Numericamente, com’è ovvio che sia, sono di più quelli cestinati che quelli osannati: secondo Wikipedia, infatti, con la maglia azzurra hanno giocato in tutto 83 calciatori provenienti dal Sudamerica. Non tutti dei fenomeni, ovviamente. Ecco che allora una sorta di “revisionismo del bidone” ci ha portato a cercare le storie più belle di questi sudamericani dimenticati. Di questi calciatori che da queste parti non sono riusciti a lasciare tracce, o almeno tracce profonde. Nonostante Napoli e il Sudamerica siano un luogo comune.
Iniziamo dalla fine: nel 2006, quando ha già lasciato il calcio, Mauricio Pineda viene condannato a otto mesi di carcere, in Italia. Uno dei tanti casi di passaporti falsi che ha annerito il cielo del calcio italiano tra la fine degli anni Novanta e il nuovo millennio lo colpì in pieno viso, insieme al compagno (all’Udinese) e connazionale Mauro Navas.
È transitato per Napoli nel 2000, l’anno della Serie A di Zeman e Mondonico. Col senno del prima, un acquisto neanche tanto male: 25 anni appena compiuti, un passato da buona promessa come terzino di spinta e pure un Mondiale giocato con la Seleccion di Daniel Passarella, nel 1998. Un solo match da titolare, ma anche un gol e 22 minuti nel quarto di finale con l’Olanda. Roba buona, insomma, soprattutto per una squadra che viene dalla Serie B e mette sulla sua panchina Zdenek Zeman, che è solito far lavorare bene i terzini. Succede che però Pineda gioca la sua prima partita alla terza giornata, subito dopo il suo arrivo: Napoli-Bologna 1-5. Altri due match e la panchina di Zeman salterà, lasciando Pineda a barcamenarsi nel 3-5-2 di Mondonico, con un ruolo di esterno a tutto campo che non è proprio nelle sue corde.
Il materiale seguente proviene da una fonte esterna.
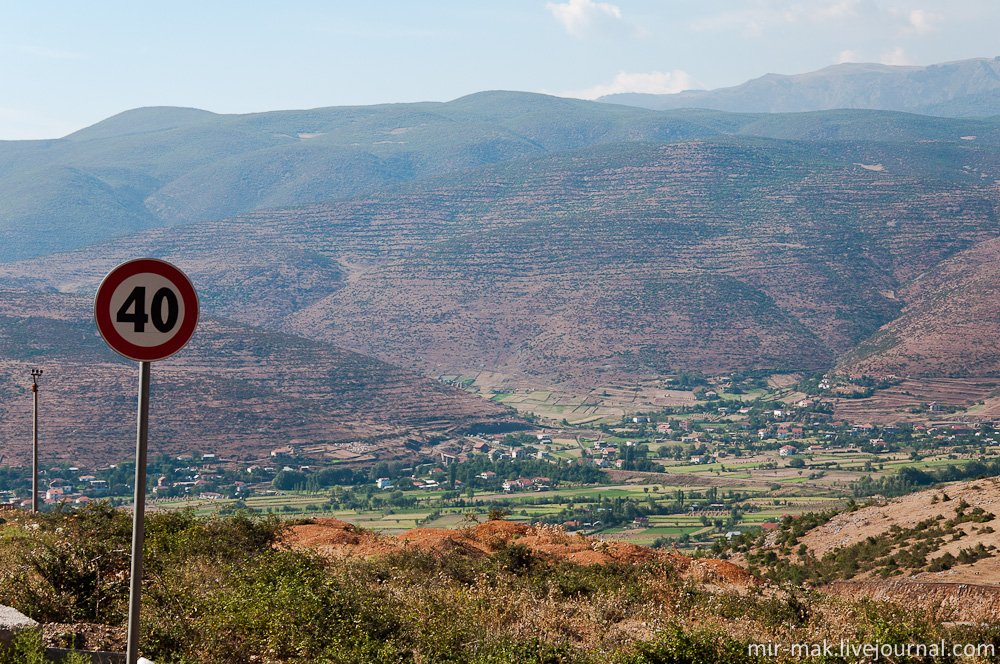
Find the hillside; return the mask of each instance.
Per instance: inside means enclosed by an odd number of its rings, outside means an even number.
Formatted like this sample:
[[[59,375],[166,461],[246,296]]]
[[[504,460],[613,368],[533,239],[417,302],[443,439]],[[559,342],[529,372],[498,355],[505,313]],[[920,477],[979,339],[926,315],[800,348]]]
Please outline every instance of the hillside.
[[[248,115],[135,109],[64,139],[0,144],[0,261],[550,151],[715,133],[640,109],[502,92]]]
[[[86,467],[134,451],[136,364],[97,336],[79,296],[0,292],[0,463],[30,463],[28,369],[41,367],[41,456]],[[507,409],[377,360],[207,318],[153,368],[150,453],[256,459],[327,445],[329,460],[408,458],[434,434]],[[350,443],[359,442],[359,445]]]
[[[0,143],[0,261],[566,150],[729,134],[1000,142],[975,120],[661,112],[502,91],[246,115],[141,108],[63,139]]]
[[[921,475],[906,468],[895,486],[932,484]],[[897,603],[945,624],[993,624],[1000,608],[997,478],[903,491],[847,509],[786,515],[777,528],[721,540],[712,551],[759,575],[765,587]]]
[[[806,74],[767,74],[730,88],[666,95],[625,93],[599,101],[656,110],[795,113],[857,108],[984,117],[998,113],[998,100],[1000,57],[928,67],[849,63]]]
[[[842,361],[852,373],[1000,376],[998,263],[1000,240],[976,244],[919,275],[900,290],[907,302]]]
[[[764,580],[846,597],[904,601],[947,620],[991,621],[1000,606],[996,478],[805,515],[732,560]]]
[[[7,263],[0,279],[92,293],[116,263],[158,256],[192,275],[216,315],[433,377],[592,386],[679,369],[824,370],[911,304],[908,284],[997,237],[989,131],[937,120],[948,140],[914,140],[897,131],[911,117],[818,114],[798,129],[878,125],[893,141],[540,155]]]
[[[967,505],[966,508],[960,507],[963,503]],[[1000,485],[993,479],[963,482],[945,489],[920,491],[902,498],[890,499],[879,505],[845,512],[798,539],[813,555],[821,558],[837,548],[845,549],[864,542],[868,537],[886,537],[893,526],[908,529],[928,520],[945,522],[956,516],[956,509],[960,512],[964,509],[970,515],[977,508],[983,510],[985,514],[993,514],[998,506],[1000,506]],[[994,524],[988,516],[984,518],[989,520],[985,522],[970,520],[959,524],[958,528],[962,534],[949,538],[929,552],[928,561],[945,554],[957,558],[963,549],[975,549],[979,544],[995,546],[997,538],[992,531]],[[902,576],[924,583],[993,583],[1000,578],[1000,559],[991,556],[964,564],[956,561],[946,569],[908,570],[908,572]],[[869,572],[854,578],[861,581],[877,576]]]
La stagione finirà in maniera pietosa, per lui e per il Napoli: 22 presenze in tutto, una media voto di poco superiore al 5 e la retrocessione in Serie B. È la fine della sua carriera ad alto livello: finirà a giocare in Serie B col Cagliari, ritenterà la fortuna nell’Udinese, la squadra che nel 1997 l’aveva portato in Italia. La parabola si chiuderà con le maglie di Lanus e Colon, in patria, a neanche trent’anni. Nella sua pagina Wikipedia in spagnolo, si legge che Mauricio è fratello del famoso pasticciere Hernan e del mago Lalo. Come dire: una famiglia di celebrità.
Una certezza, una sicurezza trovarlo qui. Calderon è un po’ l’emblema degli abbagli di mercato post-maradoniani del Napoli e di Ferlaino, ed è probabilmente l’icona, insieme al compagno di quella stagione William Prunier, del peggior Napoli di sempre.
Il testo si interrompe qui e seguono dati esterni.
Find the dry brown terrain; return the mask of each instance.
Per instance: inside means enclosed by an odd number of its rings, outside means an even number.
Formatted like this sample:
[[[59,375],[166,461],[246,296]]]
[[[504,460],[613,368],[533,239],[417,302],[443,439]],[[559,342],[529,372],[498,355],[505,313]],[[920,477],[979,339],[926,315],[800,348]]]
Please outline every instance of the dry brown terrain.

Non c’è bisogno di raccontare la storia di questo calciatore a Napoli, riportiamo solo alcune quotes, tratte dalla sua pagina dedicata sul sito calciobidoni.it. Luigi Pavarese: «È un acquisto dal quale ci aspettiamo molto. Calderon è finora il nostro più importante investimento». Bortolo Mutti: «Ha un buon sinistro, è veloce nei movimenti, si vede che tocca bene la palla». Claudio Bellucci: «Calderon mi ha impressionato molto. Si vede che ha delle buone doti. Dal punto di vista tecnico credo che sia al nostro stesso livello, se non superiore. Uno che e’ riuscito a giocare al posto di Balbo o Batistuta nella nazionale argentina dovra’ essere per forza di cose un attaccante di grande valore». José Luis Calderon: «La panchina? Non mi spaventa. Sono troppo sicuro di me».
Di nostro ci aggiungiamo solo due cifre: il numero di partite totali in maglia azzurra (6) e i miliardi spesi per acquistarlo dall’Independiente (7.5). Il sogno di Calderon al Napoli è costato 1250 milioni di lire a partita. Grazie, comunque.
Cominciare da qui, da questo video, vuol dire spiegare in un attimo cosa sia stato Emilson Sanchez Cribari durante la sua esperienza napoletana. Se poi ci aggiungiamo un agente che, intervistato in radio il giorno 8 novembre 2010, dichiara testuale «Emilson non è un pacco», ecco allora il racconto di un rapporto nato male fin dall’inizio.
Cribari giunge a Napoli con attaccata sulle spalle una striscia adesiva la dicitura “ripiego”. Arriva dalla Lazio, è costato 500mila euro, avrebbe anche giocato la Champions un paio di stagioni prima, ma è un calciatore in parabola discendente: l’ultima metà stagione l’ha vissuta in prestito a Siena, dov’è retrocesso con pienissimo merito. È stato acquistato per fungere da alternativa a Paolo Cannavaro come centrale, ma può giostrare anche al posto di Campagnaro o Aronica ai lati del capitano. La prima partita a Cesena, poi presenze sporadiche sparse. In realtà, Cribari porterebbe anche bene al Napoli di Mazzarri: nelle altre otto partite di campionato in cui scende in campo, gli azzurri mettono insieme sei vittorie, un pari e una sconfitta. I due risultati negativi arrivano a campionato praticamente finito, in Palermo-Napoli 2-1 e Juventus-Napoli 2-2.
Il vero luogo di Cribari è l’Europa League. Tre partite da titolare, due nel gironcino contro Steaua e Utrecht e il sedicesimo di andata col Villarreal. L’errore con cui abbiamo aperto il capitoletto a lui dedicato, ma anche un autogol dopo nemmeno un minuto di gioco nella gara in Romania contro la Steaua. Il resto di un rendimento comunque anonimo scolora di fronte a questi episodi sfortunati, che fanno ricordare Cribari come un calciatore abbastanza “dimenticabile” dalla tifoseria. Un sentimento che non è corrisposto, evidentemente: in un’intervista a fine stagione, col contratto già scaduto e non rinnovato dalla società, il brasiliano racconta di come la sua stagione al Napoli sia stata «fantastica» e di come si sia sentito «orgoglioso di aver fatto parte di un grande gruppo». Cribari è uno che si accontenta di poco.